Mindshare Chief Strategy Officer, Joe Lunn, says the first step was ensuring the right levels of investment behind that long-term brand building versus short-term conversion activity.

“That was the first big shift - ensuring that we actually had 70 per cent of our investment against brand versus 30 per cent against conversion. Your starting point, based on IPA data, is around 60 per cent for brand. But for a category like automotive and a brand like Volvo which is more premium, with more of a niche market share, you need to over invest in brand - because you need to work that much harder to actually shift those brand attributes,” says Lunn.

“That was the first big step, ensuring that we were actually investing as a business behind the brand. From there it was recognising that only a fraction of all customer prospects are actually in market at any one point in time.  So there’s a real shift in strategy from one-off big retail and product pushes to an always-on brand layer.
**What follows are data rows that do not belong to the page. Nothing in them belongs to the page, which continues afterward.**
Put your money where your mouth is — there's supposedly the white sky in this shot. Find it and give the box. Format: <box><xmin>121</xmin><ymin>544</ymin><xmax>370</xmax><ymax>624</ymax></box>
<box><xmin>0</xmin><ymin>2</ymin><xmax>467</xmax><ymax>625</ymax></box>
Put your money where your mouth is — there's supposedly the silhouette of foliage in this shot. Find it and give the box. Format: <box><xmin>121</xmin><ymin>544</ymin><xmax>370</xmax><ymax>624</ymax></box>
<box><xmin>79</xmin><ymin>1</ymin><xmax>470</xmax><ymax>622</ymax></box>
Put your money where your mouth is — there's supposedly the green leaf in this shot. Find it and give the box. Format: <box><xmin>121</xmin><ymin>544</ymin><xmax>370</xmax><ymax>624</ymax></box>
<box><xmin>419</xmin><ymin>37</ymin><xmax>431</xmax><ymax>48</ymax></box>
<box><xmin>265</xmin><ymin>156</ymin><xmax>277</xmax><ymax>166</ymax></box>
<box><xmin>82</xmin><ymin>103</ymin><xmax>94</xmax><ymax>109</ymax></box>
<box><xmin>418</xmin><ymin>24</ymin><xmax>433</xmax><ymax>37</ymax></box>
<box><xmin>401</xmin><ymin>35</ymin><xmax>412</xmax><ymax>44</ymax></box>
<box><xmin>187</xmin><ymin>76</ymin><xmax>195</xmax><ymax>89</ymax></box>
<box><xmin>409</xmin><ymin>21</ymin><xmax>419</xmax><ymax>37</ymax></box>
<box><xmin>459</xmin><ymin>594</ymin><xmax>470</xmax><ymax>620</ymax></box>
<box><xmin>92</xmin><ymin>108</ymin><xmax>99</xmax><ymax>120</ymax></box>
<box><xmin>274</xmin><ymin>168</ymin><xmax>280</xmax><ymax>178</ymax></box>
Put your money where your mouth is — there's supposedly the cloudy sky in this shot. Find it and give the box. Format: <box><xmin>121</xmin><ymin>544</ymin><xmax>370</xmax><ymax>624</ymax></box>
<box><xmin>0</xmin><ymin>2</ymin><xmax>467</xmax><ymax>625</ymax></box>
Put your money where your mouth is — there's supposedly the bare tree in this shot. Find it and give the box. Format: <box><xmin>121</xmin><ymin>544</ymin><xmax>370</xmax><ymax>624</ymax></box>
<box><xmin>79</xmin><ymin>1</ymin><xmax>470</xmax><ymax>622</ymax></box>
I would say it is quite unique in the market - actually having an always-on brand portfolio approach and putting in place some long-term media deals around that to make that happen,” he suggests.
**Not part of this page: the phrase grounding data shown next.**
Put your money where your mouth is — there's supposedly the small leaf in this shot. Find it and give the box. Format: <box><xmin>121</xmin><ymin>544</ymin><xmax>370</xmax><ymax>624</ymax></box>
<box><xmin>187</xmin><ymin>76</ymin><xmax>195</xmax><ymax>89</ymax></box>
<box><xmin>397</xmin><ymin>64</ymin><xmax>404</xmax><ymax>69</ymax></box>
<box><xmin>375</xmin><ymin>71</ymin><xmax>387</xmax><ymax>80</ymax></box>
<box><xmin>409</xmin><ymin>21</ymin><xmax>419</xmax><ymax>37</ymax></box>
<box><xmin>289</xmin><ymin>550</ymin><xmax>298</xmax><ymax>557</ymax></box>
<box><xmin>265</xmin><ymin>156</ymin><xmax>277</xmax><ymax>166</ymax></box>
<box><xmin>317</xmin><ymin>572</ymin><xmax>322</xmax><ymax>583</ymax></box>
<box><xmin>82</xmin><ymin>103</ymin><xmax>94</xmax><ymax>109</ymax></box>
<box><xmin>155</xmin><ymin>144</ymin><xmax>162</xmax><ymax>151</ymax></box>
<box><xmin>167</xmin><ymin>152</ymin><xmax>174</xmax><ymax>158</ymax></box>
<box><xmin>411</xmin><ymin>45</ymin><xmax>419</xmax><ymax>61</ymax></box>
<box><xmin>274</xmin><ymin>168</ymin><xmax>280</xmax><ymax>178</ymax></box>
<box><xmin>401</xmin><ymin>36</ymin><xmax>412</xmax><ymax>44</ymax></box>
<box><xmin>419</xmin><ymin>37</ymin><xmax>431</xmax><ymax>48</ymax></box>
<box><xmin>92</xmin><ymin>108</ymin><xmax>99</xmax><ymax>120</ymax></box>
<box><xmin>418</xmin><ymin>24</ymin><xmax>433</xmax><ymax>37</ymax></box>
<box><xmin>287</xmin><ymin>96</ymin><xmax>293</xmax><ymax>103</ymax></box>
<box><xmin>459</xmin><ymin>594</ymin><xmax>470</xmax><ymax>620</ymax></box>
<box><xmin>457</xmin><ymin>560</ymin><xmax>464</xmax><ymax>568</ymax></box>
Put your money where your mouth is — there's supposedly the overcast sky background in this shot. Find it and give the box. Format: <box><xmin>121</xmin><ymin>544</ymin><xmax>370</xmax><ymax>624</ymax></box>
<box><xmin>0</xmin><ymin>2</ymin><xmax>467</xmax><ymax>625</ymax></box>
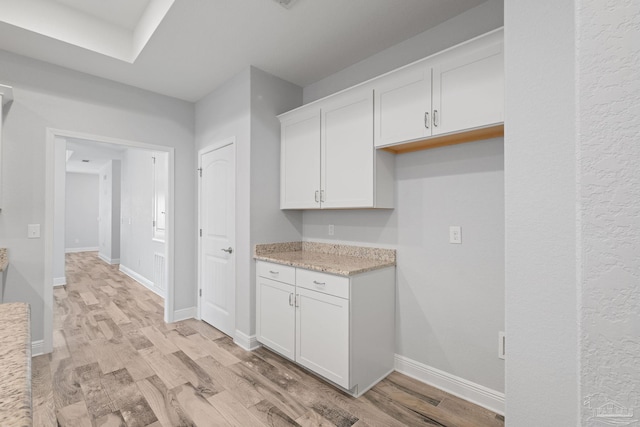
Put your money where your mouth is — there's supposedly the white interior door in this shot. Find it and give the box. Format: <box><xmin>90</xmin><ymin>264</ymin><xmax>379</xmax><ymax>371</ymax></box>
<box><xmin>199</xmin><ymin>142</ymin><xmax>235</xmax><ymax>337</ymax></box>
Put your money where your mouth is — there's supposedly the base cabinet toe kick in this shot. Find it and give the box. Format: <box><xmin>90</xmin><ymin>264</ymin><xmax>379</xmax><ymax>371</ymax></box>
<box><xmin>255</xmin><ymin>260</ymin><xmax>395</xmax><ymax>397</ymax></box>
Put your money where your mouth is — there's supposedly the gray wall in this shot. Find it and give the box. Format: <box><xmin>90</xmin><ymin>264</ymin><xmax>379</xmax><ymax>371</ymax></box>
<box><xmin>98</xmin><ymin>160</ymin><xmax>121</xmax><ymax>263</ymax></box>
<box><xmin>304</xmin><ymin>0</ymin><xmax>504</xmax><ymax>103</ymax></box>
<box><xmin>303</xmin><ymin>139</ymin><xmax>505</xmax><ymax>392</ymax></box>
<box><xmin>300</xmin><ymin>0</ymin><xmax>505</xmax><ymax>393</ymax></box>
<box><xmin>0</xmin><ymin>49</ymin><xmax>195</xmax><ymax>344</ymax></box>
<box><xmin>195</xmin><ymin>67</ymin><xmax>302</xmax><ymax>338</ymax></box>
<box><xmin>249</xmin><ymin>67</ymin><xmax>303</xmax><ymax>334</ymax></box>
<box><xmin>65</xmin><ymin>173</ymin><xmax>99</xmax><ymax>251</ymax></box>
<box><xmin>120</xmin><ymin>148</ymin><xmax>166</xmax><ymax>291</ymax></box>
<box><xmin>504</xmin><ymin>1</ymin><xmax>578</xmax><ymax>424</ymax></box>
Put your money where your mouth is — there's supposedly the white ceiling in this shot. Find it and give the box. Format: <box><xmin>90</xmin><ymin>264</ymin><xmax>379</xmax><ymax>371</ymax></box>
<box><xmin>0</xmin><ymin>0</ymin><xmax>487</xmax><ymax>102</ymax></box>
<box><xmin>66</xmin><ymin>139</ymin><xmax>126</xmax><ymax>174</ymax></box>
The always-on brand approach was mirrored with an always-on performance layer with dynamic creative optimisation.

“We needed to ensure that we are adapting the messages to the audience - because there’s very different models that sit within that portfolio,” says Lunn. “They’re appealing to different life stages.  So that always-on layer ... would then convert that emotional priming we’d done upfront with the people who are actually in market actively looking to buy.”

Lunn says it “was great having those constraints lifted” around media planning. In out-of-home, for instance, Volvo dropped its historical large format approach and got down to street level, having a face-to-face conversation with people. 
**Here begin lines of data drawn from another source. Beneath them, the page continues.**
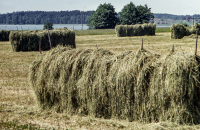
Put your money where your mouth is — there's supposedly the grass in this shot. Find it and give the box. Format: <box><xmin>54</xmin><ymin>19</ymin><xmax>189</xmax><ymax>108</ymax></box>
<box><xmin>1</xmin><ymin>30</ymin><xmax>200</xmax><ymax>129</ymax></box>
<box><xmin>155</xmin><ymin>27</ymin><xmax>170</xmax><ymax>33</ymax></box>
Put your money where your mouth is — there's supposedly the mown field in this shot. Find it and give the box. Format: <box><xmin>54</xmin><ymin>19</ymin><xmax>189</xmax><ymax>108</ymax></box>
<box><xmin>1</xmin><ymin>29</ymin><xmax>200</xmax><ymax>130</ymax></box>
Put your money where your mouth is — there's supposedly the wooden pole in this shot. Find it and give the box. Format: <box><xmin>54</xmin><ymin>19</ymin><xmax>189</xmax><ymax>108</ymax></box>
<box><xmin>47</xmin><ymin>29</ymin><xmax>52</xmax><ymax>49</ymax></box>
<box><xmin>96</xmin><ymin>44</ymin><xmax>98</xmax><ymax>49</ymax></box>
<box><xmin>172</xmin><ymin>44</ymin><xmax>174</xmax><ymax>52</ymax></box>
<box><xmin>39</xmin><ymin>41</ymin><xmax>42</xmax><ymax>54</ymax></box>
<box><xmin>195</xmin><ymin>29</ymin><xmax>199</xmax><ymax>56</ymax></box>
<box><xmin>141</xmin><ymin>38</ymin><xmax>143</xmax><ymax>50</ymax></box>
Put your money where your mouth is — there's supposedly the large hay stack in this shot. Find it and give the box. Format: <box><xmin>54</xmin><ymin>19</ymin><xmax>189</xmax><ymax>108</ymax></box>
<box><xmin>29</xmin><ymin>46</ymin><xmax>200</xmax><ymax>124</ymax></box>
<box><xmin>115</xmin><ymin>23</ymin><xmax>156</xmax><ymax>37</ymax></box>
<box><xmin>0</xmin><ymin>30</ymin><xmax>10</xmax><ymax>41</ymax></box>
<box><xmin>9</xmin><ymin>29</ymin><xmax>75</xmax><ymax>52</ymax></box>
<box><xmin>171</xmin><ymin>22</ymin><xmax>200</xmax><ymax>39</ymax></box>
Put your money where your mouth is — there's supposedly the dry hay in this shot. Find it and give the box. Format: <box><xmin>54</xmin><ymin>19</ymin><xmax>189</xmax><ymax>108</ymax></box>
<box><xmin>29</xmin><ymin>46</ymin><xmax>200</xmax><ymax>124</ymax></box>
<box><xmin>115</xmin><ymin>23</ymin><xmax>156</xmax><ymax>37</ymax></box>
<box><xmin>0</xmin><ymin>30</ymin><xmax>10</xmax><ymax>41</ymax></box>
<box><xmin>171</xmin><ymin>22</ymin><xmax>200</xmax><ymax>39</ymax></box>
<box><xmin>9</xmin><ymin>29</ymin><xmax>75</xmax><ymax>52</ymax></box>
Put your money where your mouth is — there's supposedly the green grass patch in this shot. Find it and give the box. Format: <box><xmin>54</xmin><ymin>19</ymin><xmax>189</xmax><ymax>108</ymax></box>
<box><xmin>155</xmin><ymin>27</ymin><xmax>170</xmax><ymax>33</ymax></box>
<box><xmin>74</xmin><ymin>29</ymin><xmax>115</xmax><ymax>36</ymax></box>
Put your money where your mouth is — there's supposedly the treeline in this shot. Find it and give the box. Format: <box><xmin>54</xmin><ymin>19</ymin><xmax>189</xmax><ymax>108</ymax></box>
<box><xmin>0</xmin><ymin>10</ymin><xmax>92</xmax><ymax>24</ymax></box>
<box><xmin>1</xmin><ymin>10</ymin><xmax>200</xmax><ymax>25</ymax></box>
<box><xmin>154</xmin><ymin>13</ymin><xmax>200</xmax><ymax>21</ymax></box>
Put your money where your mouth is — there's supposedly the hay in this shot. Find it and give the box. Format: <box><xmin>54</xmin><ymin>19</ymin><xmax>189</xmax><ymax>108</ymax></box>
<box><xmin>0</xmin><ymin>30</ymin><xmax>10</xmax><ymax>41</ymax></box>
<box><xmin>115</xmin><ymin>23</ymin><xmax>156</xmax><ymax>37</ymax></box>
<box><xmin>9</xmin><ymin>29</ymin><xmax>75</xmax><ymax>52</ymax></box>
<box><xmin>29</xmin><ymin>46</ymin><xmax>200</xmax><ymax>124</ymax></box>
<box><xmin>171</xmin><ymin>22</ymin><xmax>200</xmax><ymax>39</ymax></box>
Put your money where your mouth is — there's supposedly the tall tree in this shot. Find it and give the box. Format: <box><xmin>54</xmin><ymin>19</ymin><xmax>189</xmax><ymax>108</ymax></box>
<box><xmin>87</xmin><ymin>3</ymin><xmax>119</xmax><ymax>29</ymax></box>
<box><xmin>119</xmin><ymin>2</ymin><xmax>154</xmax><ymax>25</ymax></box>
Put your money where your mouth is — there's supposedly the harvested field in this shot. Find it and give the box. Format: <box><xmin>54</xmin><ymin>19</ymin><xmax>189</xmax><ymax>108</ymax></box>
<box><xmin>1</xmin><ymin>32</ymin><xmax>200</xmax><ymax>129</ymax></box>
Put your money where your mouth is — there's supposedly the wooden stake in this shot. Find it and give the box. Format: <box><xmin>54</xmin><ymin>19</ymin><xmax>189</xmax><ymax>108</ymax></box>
<box><xmin>195</xmin><ymin>29</ymin><xmax>199</xmax><ymax>56</ymax></box>
<box><xmin>96</xmin><ymin>44</ymin><xmax>98</xmax><ymax>49</ymax></box>
<box><xmin>172</xmin><ymin>44</ymin><xmax>174</xmax><ymax>52</ymax></box>
<box><xmin>47</xmin><ymin>29</ymin><xmax>52</xmax><ymax>49</ymax></box>
<box><xmin>141</xmin><ymin>38</ymin><xmax>143</xmax><ymax>50</ymax></box>
<box><xmin>39</xmin><ymin>41</ymin><xmax>42</xmax><ymax>54</ymax></box>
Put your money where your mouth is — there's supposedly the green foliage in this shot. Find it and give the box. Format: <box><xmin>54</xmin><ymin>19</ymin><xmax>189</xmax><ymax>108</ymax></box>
<box><xmin>181</xmin><ymin>23</ymin><xmax>189</xmax><ymax>27</ymax></box>
<box><xmin>119</xmin><ymin>2</ymin><xmax>154</xmax><ymax>25</ymax></box>
<box><xmin>87</xmin><ymin>3</ymin><xmax>119</xmax><ymax>29</ymax></box>
<box><xmin>43</xmin><ymin>22</ymin><xmax>54</xmax><ymax>30</ymax></box>
<box><xmin>0</xmin><ymin>10</ymin><xmax>92</xmax><ymax>24</ymax></box>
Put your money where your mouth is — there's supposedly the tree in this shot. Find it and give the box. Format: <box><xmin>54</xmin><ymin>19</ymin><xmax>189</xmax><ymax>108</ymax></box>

“Smaller formats are more intimate, so that we could really land that more welcoming message  with this more discerning audience. Then, we invested heavily in audio-visual channels. Again, all of the research indicates that if you want to drive emotional engagement, then audio-visual is the way to do it - because you can tell that story.  So there was much more investment in TV, that always-on approach in online video, cinema and the like.”

Lunn says the biggest issue for managing brand and performance marketing effectively is typically internal structures.  

“A lot of the challenges come from the silos that exist within organisations between marketing, the brand team versus the performance team, both client side and agency side,” he says.

“So a big part of our role is actually helping link that brand and conversion activity together and ensure that it’s all actually working in harmony - rather than being treated as kind of completely separate streams. Because that’s not how consumers interact or respond to media or advertising.”